Fair Use Exception

Allows limited use of copyrighted material without requiring prior permission from the copyright holder. Protects the copying of a limited amount of copyrighted material for a limited and "transformative" purpose. The two broad categories of fair use are (1) comment or criticism (this includes teaching) and (2) parody (I suppose this could be teaching too):

  1. Comment and Criticism: Commenting upon or critiquing a copyrighted work--for instance, writing a book review. Some examples of commentary and criticism include: quoting a few lines from a Bob Dylan song in a music review summarizing and quoting from a medical article on prostate cancer in a news report, copying a few paragraphs from a news article for use by a teacher or student in a lesson. The underlying rationale of this rule is that the public benefits from review, commentary, and education which requires quoting some of the original work.

  2. Parody: Ridicules another, usually well-known, work by imitating it in a comic way. Unlike other forms of fair use, a fairly extensive use of the original work is permitted in a parody in order to "conjure up" the original.

What are the guidelines for fair use?

  • No hard-and-fast rules: general rules and varying court decisions.
  • The statute lists four factors to be weighed to determine whether the use is a fair one.
  • All factors must be considered although all factors do not have to be in favor of a use to make it a fair one.
  • See WCC Rules of Thumb for fair use guidance.
  • Cornell University has developed a Fair Use Checklist (PDF) that is also helpful.

Fair Use Factors

  1. Purpose and Character of the Use: Is the proposed use for commercial or nonprofit educational use? We do pretty well on this one, but if you want to sell your coursepacks for more than they cost you, watch out. This factor is more likely to weigh in favor of fair use if the use is transformative rather than verbatim copying. That is, if you write some commentary on it, or make cross-references in the margins.

  2. Nature of the Copyrighted Work:  Is the work you want to copy more factual in nature (scholarly, technical, scientific, etc.) or more creative expression, such as plays, poems, fictional works, photographs, paintings? Some things are really clear, but the line between unprotected "facts and ideas," on the one hand, and protected "expression," on the other, is often difficult to draw. If you think the work is not original enough for copyright, try to imagine how the author feels about it.

  3. Amount and Substantiality of the Portion Used in Relation to the Copyrighted Work as a Whole: The larger the amount you copy, the less likely it will be a fair use. So how much is OK? You'll have to ask the judge, who judges each case on its specific facts. There are Rules of Thumb, but you'll never really know until you win or lose the case. Even if you don't copy much, if you copy the most important part, i.e., "the heart of the matter," you could be infringing. This is the "heart of the matter" doctrine.

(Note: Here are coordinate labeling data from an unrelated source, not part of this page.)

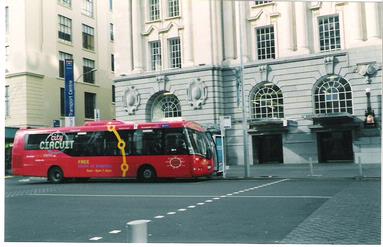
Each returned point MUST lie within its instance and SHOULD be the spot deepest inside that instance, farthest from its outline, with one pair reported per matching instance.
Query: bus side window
(175, 142)
(32, 142)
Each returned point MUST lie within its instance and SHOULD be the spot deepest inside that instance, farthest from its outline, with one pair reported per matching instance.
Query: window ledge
(88, 84)
(89, 50)
(65, 42)
(172, 18)
(154, 21)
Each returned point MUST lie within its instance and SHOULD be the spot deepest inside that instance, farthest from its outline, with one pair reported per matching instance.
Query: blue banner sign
(69, 89)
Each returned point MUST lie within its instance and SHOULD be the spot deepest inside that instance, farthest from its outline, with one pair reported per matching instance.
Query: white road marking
(291, 197)
(95, 238)
(119, 195)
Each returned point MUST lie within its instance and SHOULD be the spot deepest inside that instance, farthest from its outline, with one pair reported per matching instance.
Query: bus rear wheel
(147, 173)
(55, 175)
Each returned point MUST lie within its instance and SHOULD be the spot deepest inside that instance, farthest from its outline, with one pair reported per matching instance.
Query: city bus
(115, 149)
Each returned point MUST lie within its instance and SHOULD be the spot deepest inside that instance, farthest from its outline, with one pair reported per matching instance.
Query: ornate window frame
(332, 94)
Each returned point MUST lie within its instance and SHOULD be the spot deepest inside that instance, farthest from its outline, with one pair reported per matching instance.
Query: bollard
(137, 231)
(360, 167)
(311, 166)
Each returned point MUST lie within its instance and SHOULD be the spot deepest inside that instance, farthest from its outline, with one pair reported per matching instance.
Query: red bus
(115, 149)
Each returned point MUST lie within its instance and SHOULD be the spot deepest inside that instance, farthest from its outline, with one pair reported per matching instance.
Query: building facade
(39, 36)
(300, 80)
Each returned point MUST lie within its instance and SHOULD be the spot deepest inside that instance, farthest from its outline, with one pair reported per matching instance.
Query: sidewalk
(322, 170)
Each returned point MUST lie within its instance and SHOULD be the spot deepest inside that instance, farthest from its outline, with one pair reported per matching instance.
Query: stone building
(311, 74)
(39, 35)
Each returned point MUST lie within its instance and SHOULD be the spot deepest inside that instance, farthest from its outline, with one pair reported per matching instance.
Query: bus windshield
(200, 143)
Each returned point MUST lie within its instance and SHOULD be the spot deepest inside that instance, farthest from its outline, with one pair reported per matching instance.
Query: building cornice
(24, 74)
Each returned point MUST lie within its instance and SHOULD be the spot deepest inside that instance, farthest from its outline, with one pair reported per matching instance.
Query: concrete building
(40, 34)
(311, 74)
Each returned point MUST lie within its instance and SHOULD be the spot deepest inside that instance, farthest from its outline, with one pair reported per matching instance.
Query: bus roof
(103, 126)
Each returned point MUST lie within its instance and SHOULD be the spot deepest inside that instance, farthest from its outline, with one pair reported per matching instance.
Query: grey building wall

  4. The Effect of the Use on the Market for or Value of the Copyrighted Work: What is the effect of the your copying and using the work on the publisher's market? How about if what you are doing became widespread? This factor is often cited as the most important of the four. Remember Article I, Section 8 of the U.S. Constitution? The government wants to protect monetary profit from creative work so as to encourage more of it.

When you are trying to do this analysis, remember: All four factors interrelate and must be evaluated in conjunction with each other. Good Faith Fair Use When you are trying to convince the copyright owner or the judge that you thought you were using the work under the "fair use" exception, "good faith" helps. The courts have actually come up with six "good faith factors:"

  • Copying by faculty or College employees (that's you)
  • Solely for educational purposes (your classroom)
  • Excerpts are fairly short (very important)
  • Modified with commentary, annotations, etc. (this helps)
  • Copyright notice included (this helps)
  • Price for coursepack no more than copying cost (no commercial benefit)
  • The first three factors are essential to the "good faith" test. The last three are very helpful.
  • Brevity and Spontaneity Rule

Another good faith indicator is often called the "brevity and spontaneity rule." If you are on your way to class and you just happen to run across an excerpt (a short excerpt) which is on point and would be helpful to the class, you copy it and take it with you to distribute. Note: You can only claim this one time with any certain excerpt (remember spontaneity).